Tuam’daki Korkunç Sır: 800 Bebek İçin Gerçek Ortaya Çıkıyor
İrlanda'nın batısındaki Tuam kasabası, geçtiğimiz günlerde bir kez daha dünyanın gündemine oturdu. Nedeni, 1925-1961 yılları arasında Bon Secours Anne ve Bebek Evi’nde hayatını kaybeden yaklaşık 800 bebek ve küçük çocuğun akıbetini aydınlatacak kazı çalışmalarının başlatılması. O dönemde kurumu yöneten Katolik rahibeler, evlilik dışı hamile kalan anneleri ve bebeklerini toplumdan gizleyerek, ailelerinden ve geçmişlerinden koparıyordu. Birçok kadın, çocuğundan zorla ayrılmak zorunda kalıyor, bebekler ise sıklıkla yetersiz bakımla karşılaşıyor ve bazen gizemli koşullarda ölüyorlardı.

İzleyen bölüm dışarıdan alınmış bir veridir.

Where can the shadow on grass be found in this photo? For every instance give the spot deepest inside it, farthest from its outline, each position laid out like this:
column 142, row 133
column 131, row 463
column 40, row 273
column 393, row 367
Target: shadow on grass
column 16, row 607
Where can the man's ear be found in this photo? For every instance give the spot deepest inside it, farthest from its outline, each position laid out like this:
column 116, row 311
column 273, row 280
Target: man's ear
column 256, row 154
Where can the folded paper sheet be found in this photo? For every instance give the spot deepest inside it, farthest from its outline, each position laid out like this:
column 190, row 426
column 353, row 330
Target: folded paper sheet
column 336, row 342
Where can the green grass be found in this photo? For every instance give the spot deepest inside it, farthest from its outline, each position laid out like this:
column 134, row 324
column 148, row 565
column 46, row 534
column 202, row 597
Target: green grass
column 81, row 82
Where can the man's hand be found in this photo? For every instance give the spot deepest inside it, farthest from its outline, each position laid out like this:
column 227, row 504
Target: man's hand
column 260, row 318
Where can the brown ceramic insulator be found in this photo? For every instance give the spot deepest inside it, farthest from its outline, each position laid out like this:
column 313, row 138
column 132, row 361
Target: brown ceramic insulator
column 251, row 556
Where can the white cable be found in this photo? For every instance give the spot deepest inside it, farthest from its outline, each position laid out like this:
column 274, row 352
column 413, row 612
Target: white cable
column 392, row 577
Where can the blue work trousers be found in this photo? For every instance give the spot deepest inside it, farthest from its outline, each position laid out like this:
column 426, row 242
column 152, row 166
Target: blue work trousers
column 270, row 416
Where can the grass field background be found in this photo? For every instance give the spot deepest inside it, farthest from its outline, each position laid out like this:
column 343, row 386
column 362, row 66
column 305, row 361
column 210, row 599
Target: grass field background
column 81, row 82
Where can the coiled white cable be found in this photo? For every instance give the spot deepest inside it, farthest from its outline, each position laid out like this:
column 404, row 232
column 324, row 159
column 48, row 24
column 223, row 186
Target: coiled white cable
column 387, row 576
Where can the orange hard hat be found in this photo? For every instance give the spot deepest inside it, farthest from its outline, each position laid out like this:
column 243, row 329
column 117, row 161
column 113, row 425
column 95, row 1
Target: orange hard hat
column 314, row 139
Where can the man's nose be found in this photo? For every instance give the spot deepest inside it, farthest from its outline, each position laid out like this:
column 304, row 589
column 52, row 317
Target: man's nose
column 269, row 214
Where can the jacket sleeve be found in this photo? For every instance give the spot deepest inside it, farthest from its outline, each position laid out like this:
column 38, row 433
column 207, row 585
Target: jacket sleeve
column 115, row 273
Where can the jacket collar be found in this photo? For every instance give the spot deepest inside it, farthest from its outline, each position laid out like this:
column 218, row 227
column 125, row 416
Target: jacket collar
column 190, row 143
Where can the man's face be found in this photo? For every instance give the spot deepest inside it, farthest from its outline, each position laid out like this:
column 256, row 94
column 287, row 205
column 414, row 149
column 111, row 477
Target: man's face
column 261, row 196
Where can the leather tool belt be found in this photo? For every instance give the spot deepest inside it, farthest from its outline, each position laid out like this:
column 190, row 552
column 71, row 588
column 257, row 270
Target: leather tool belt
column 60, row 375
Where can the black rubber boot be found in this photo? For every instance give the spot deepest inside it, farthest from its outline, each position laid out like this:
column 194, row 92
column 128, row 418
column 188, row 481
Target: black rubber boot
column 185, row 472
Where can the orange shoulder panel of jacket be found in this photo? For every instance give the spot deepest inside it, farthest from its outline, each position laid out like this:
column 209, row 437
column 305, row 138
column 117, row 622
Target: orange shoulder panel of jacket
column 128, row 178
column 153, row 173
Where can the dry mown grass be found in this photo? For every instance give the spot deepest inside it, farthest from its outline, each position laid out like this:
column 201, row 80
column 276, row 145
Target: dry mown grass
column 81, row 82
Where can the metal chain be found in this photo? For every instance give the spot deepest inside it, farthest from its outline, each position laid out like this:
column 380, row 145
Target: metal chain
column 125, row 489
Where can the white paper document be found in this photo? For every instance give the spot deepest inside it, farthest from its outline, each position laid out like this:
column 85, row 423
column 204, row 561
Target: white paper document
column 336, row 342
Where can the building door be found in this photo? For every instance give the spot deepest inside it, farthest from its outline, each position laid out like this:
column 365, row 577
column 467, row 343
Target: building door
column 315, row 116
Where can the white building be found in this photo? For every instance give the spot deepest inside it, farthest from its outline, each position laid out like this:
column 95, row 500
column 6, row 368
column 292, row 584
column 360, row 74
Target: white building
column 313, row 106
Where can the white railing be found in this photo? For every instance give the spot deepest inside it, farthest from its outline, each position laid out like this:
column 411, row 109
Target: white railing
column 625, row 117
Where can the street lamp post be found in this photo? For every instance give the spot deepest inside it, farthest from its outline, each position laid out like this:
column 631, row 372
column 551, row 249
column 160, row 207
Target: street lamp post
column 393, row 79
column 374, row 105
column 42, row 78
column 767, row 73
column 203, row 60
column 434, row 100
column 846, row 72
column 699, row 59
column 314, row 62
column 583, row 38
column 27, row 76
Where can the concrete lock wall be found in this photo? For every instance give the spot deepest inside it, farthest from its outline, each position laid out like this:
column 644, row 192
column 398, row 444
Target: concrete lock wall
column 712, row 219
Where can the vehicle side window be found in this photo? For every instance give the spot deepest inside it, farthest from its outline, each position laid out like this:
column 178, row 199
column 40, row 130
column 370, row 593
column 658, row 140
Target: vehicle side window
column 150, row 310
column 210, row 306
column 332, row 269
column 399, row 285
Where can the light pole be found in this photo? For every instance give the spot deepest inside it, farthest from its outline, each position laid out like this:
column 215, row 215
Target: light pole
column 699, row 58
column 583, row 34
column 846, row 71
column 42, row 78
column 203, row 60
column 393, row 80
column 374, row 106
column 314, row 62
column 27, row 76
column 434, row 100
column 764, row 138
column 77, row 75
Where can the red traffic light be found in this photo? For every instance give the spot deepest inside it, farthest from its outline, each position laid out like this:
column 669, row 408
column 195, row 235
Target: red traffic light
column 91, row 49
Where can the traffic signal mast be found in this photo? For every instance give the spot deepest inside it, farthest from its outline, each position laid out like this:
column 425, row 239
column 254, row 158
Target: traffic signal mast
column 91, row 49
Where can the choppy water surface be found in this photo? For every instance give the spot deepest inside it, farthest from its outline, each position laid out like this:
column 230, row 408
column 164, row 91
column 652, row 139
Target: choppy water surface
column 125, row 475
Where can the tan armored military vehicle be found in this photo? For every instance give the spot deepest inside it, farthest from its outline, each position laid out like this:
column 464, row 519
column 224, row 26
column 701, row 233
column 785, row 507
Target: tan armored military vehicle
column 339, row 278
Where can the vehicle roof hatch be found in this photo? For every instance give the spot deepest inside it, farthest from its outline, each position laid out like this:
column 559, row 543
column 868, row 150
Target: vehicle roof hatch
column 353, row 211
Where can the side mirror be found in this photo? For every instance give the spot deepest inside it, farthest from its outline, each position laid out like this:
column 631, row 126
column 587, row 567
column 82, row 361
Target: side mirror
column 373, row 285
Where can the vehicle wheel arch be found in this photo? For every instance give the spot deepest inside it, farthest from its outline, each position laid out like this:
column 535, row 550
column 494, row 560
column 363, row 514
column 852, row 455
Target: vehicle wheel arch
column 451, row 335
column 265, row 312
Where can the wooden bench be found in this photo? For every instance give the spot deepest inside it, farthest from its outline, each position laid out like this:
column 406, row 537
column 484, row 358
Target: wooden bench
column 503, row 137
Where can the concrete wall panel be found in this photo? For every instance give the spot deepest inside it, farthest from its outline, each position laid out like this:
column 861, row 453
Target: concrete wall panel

Tarihçi Catherine Corless’in 2014 yılında ortaya çıkardığı belgeler herkesi derinden sarstı. Corless, kayıtlarda 796 çocuğun ölüm sertifikasını buldu; fakat sadece birinin mezar kaydı vardı. Bu şaşırtıcı çelişki, yerel yetkilileri harekete geçirince, 2016-2017’de yapılan test kazılarında, kullanılmayan bir kanalizasyon tankında çocuklara ait olduğu saptanan kemikler bulundu. Kazı alanı, şimdi yeni konutların bulunduğu sakin bir mahalleye dönüşmüş durumda. Ancak geçmişin acı mirası, üzeri toprakla örtülse bile unutulmadı.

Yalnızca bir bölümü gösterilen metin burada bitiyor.